Children Of Alcoholic Parents Calling Helpline For Bedtime Stories

There are 2.5 million children of alcoholics in the UK.

Thousands of children, some as young as five, are ringing a helpline to hear bedtime stories because their alcoholic parents are too intoxicated to put them to bed.

Some of the minors call the counsellors at the National Association for Children of Alcoholics (Nacoa) so regularly their favourite story books are kept by the phones.

According to a parliamentary group there are 2.5 million children of alcoholics in the UK, with MPs branding it a “secret scandal”.

Nocoa received 32,000 calls and emails from children last year, the Press Association reports.

Children are ringing a helpline to hear bedtime stories because their alcoholic parents are too intoxicated to put them to bed. File image.
Children are ringing a helpline to hear bedtime stories because their alcoholic parents are too intoxicated to put them to bed.
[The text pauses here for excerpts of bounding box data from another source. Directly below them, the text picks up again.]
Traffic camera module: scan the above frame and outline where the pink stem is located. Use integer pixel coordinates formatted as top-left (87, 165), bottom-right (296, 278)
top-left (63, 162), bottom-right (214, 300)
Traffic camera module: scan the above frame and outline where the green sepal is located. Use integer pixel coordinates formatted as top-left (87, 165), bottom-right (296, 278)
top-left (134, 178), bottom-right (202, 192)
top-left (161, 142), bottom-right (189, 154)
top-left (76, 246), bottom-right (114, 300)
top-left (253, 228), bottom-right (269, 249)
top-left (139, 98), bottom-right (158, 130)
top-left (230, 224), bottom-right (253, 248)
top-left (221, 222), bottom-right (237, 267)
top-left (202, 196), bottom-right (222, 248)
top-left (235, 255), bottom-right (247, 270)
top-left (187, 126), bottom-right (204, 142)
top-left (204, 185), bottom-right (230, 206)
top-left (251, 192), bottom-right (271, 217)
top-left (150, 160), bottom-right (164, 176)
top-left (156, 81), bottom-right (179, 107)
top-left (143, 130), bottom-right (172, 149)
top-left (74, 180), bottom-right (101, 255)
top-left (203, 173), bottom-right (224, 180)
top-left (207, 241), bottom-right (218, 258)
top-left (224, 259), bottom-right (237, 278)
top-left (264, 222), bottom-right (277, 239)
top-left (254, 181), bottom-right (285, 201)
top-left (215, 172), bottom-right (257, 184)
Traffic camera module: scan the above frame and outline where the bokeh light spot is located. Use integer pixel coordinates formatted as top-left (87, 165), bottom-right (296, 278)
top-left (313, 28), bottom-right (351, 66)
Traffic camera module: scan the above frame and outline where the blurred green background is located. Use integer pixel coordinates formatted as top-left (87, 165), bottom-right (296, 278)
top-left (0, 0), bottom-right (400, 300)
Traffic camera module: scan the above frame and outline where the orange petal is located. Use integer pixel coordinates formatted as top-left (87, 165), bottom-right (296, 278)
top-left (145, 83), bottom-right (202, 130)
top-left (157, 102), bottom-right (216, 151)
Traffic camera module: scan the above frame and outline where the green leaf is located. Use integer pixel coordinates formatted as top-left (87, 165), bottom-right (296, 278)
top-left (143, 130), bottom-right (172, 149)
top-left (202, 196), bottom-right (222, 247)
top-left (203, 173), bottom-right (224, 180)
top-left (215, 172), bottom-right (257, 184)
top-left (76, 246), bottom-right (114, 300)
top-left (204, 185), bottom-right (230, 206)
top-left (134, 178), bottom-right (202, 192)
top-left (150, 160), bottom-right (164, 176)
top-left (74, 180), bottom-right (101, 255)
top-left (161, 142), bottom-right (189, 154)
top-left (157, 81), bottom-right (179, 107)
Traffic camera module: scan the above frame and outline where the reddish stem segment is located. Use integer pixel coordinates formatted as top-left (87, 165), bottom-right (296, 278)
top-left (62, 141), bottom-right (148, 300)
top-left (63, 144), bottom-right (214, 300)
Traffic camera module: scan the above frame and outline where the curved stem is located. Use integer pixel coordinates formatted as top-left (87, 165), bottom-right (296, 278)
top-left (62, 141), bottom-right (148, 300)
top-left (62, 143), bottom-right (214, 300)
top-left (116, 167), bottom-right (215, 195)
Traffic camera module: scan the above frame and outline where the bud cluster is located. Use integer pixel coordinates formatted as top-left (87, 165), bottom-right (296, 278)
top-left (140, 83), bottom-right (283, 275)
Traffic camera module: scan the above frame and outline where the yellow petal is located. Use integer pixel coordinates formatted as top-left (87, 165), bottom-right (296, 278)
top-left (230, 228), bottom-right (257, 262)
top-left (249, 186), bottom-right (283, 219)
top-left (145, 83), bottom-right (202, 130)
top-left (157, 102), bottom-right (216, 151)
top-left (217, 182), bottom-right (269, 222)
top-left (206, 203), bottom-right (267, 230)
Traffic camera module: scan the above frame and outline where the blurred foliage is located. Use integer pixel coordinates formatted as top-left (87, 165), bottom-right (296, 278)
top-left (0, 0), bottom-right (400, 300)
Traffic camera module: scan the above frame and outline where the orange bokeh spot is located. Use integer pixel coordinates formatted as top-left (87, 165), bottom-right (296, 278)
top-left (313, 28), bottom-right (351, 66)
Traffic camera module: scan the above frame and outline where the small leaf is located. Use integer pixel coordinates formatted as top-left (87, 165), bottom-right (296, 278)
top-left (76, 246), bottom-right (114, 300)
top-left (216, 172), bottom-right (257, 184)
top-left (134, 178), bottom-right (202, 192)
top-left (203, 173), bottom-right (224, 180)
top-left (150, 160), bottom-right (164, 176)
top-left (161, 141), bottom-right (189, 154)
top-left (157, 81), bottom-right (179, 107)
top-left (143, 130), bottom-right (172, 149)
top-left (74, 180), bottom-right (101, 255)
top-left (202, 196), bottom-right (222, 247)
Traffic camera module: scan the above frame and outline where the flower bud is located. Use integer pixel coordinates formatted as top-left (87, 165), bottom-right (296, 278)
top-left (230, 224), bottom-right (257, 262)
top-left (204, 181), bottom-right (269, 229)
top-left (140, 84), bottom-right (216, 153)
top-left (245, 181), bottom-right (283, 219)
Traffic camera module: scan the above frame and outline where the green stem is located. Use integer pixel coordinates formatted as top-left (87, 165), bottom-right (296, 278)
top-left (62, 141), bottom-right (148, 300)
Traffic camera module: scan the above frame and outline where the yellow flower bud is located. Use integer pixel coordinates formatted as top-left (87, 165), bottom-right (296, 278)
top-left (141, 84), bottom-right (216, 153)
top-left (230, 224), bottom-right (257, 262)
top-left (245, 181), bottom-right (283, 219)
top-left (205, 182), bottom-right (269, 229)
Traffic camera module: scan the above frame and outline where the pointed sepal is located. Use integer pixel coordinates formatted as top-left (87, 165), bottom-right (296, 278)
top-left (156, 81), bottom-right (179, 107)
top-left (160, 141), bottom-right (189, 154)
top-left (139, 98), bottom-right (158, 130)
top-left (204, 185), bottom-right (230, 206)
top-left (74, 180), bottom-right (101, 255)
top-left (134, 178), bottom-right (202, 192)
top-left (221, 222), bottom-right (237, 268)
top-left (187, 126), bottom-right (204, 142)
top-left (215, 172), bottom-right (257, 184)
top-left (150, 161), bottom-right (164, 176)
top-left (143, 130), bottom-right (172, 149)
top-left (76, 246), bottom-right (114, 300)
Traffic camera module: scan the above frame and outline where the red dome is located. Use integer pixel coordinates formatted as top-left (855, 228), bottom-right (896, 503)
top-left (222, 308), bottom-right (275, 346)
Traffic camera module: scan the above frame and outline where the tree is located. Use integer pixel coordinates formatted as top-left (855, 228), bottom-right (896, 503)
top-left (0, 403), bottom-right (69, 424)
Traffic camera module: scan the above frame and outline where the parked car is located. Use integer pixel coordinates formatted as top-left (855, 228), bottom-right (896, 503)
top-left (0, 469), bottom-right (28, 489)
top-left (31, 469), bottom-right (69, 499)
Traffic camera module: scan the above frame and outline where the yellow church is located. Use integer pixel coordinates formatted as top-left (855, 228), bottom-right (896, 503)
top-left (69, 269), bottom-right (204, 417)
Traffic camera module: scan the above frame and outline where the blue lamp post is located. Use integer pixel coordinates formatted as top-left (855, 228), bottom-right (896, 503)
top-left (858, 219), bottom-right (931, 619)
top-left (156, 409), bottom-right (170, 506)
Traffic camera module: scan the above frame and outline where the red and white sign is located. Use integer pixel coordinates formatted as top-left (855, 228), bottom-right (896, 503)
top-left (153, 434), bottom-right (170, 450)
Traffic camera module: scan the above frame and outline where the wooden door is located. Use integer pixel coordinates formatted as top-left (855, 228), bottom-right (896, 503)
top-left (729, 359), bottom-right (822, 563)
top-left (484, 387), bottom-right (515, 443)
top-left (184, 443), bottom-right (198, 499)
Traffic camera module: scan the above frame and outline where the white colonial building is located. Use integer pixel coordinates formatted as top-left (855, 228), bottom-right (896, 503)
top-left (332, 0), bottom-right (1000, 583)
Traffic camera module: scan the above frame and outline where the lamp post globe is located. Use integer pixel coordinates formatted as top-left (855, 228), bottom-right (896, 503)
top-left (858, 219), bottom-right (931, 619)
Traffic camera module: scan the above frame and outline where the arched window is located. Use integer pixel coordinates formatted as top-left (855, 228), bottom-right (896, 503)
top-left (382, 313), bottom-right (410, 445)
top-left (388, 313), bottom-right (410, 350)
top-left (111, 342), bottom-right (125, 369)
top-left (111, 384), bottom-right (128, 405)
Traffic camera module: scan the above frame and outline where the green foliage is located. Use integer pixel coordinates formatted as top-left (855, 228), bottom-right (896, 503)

File image.
Donald Iain Smith via Getty Images

Hilary Henrqiues, the charity’s chief executive, said on one occasion a counsellor had to help a five-year-old girl call 999 when her drug and alcohol addicted mother had locked herself in the bathroom overnight.

When paramedics arrived they found the woman had died.

Another of their callers, a girl aged seven, rang while hiding from her drunk parents under her bed on Christmas day.

She was cold, scared and had received no presents and wanted to hear a story about her imaginary friend – a dog called Bruce.

Their regular callers often request classic Disney tales, while the Horrid Henry books and Roald Dahl are also popular, Henriques said.

“The children like to hear a made-up story because this helps to get across the message that things can be different from the life they live at the moment, which is really the cornerstone of what we do – keep hope alive.”

Nacoa is marking Children of Alcoholics week following the launch of a manifesto by MPs calling on the Government to take action.

The all-parliamentary group, supported by the Archbishop of Canterbury, said their research uncovered a “shocking picture of support for children of alcoholics”, including an apparent absence of strategies to deal with the issue and a dearth of funding in many areas.